Introducing Amy Pagliarella, Outlook’s new book review editor

Tell us about yourself and your sense of call. What led you to apply to be our book review editor?

When a friend suggested I apply, I couldn’t believe someone would hire me to read and discuss books for a living! I quickly realized that joining the Outlook team would allow me to serve Presbyterian leaders more broadly by sharing resources for preaching, teaching and living faithfully.

My sense of call is expansive. God called me to ministry as a pastor, and that’s an enormous privilege. At every church I served, people invited me into their lives in rich and meaningful ways, which helped to mold me into who I am. God also calls me to be a good neighbor, an active and loving mom and a supporter of my community’s food pantry where I volunteer. I also studied journalism, and when I edit, I feel like I’m back at the William Fremd High School “Viking Logue” newspaper! Once again, God is expanding my sense of call to guide me into that “just right” spot.

What do you love about this work? What are your goals for the Outlook’s book reviews?

There’s so much to love! I love checking the mailbox because it frequently holds an advance copy of a book that I’m eager to read. I received Kate Bowler’s AND Rachel Held Evans’ upcoming books in the mail last month, and it felt like Christmas morning! I also have a fantastic reason to reach out to colleagues old and new and to recruit curious and thoughtful people to read and review books. I’m fortunate that so many interesting people say “yes.”

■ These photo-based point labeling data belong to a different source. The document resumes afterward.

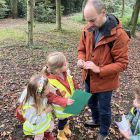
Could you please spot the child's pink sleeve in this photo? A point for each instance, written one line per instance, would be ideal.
(76, 86)
(56, 99)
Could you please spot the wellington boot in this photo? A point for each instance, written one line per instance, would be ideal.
(67, 130)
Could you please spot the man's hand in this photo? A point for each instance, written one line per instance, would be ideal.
(70, 102)
(81, 63)
(48, 109)
(90, 65)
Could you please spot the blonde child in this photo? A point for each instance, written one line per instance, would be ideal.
(36, 113)
(134, 118)
(59, 77)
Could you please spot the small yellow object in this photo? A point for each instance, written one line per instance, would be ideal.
(61, 135)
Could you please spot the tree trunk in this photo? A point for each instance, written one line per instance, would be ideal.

My goal is to curate reviews of only the most relevant and timely selections among the thousands of books being published. I hope that Outlook subscribers and friends will find the same high quality insights in our reviews, and that they will enjoy the “gems” that we pluck from the worlds of fiction and secular non-fiction. We need fresh perspectives on this brave new world in which we live now; I’m recruiting new voices – seminarians, new pastors and leaders of color in particular – to help us see the world in different ways.

What’s the best book you’ve recently read?

This summer I was fascinated by Kazuo Ishiguro’s “Klara and the Sun.” Ishiguro often writes about what it means to be fully human, either literally, as in a book about cloning, or figuratively, as he explores class differences in books like “The Remains of the Day.” “Klara” envisions a world in which Artificial Intelligence robots are created as companions to children. There’s a foreboding tone that keeps you turning the pages, but also an underlying curiosity about how far AI can go to mimic (or even replace?) humanity. This book lies right in my fiction “sweet spot” — thought-provoking and well-written but easy to read.

Besides books, what are your other interests and passions?

I have an amazing family – my husband and two tween/teen boys – and spending time with them is my greatest joy! My husband and I take long bike rides along the Chicago River, and we love biking
the lakefront with our boys. We’re also a family of skiers — I’m the slowpoke, so I often trail my kids as they duck in and out of trees and delight in that patch of untouched powder. And travel — we love to visit new places and to take it all in at a leisurely pace. In 22 years of marriage, I’ve learned how nourishing it can be to adopt my husband’s more relaxed approach. Instead of packing it all in, I gaze at the views, chat with strangers and always stop for coffee … or a glass of red!

If you were to write a book about your life, what would the title be?

“Easy Like Sunday Morning?” For ten years, I served as a pastor to children and families at a vibrant and supportive church. I loved the work, but there was nothing easy about Sunday mornings — I imagine this is true for many pastors, parents, and those trying to balance both roles! Even with teenagers, I still find myself in the pew whispering, “do I need to sit in between you two or can you agree to stop hitting each other during the sermon?”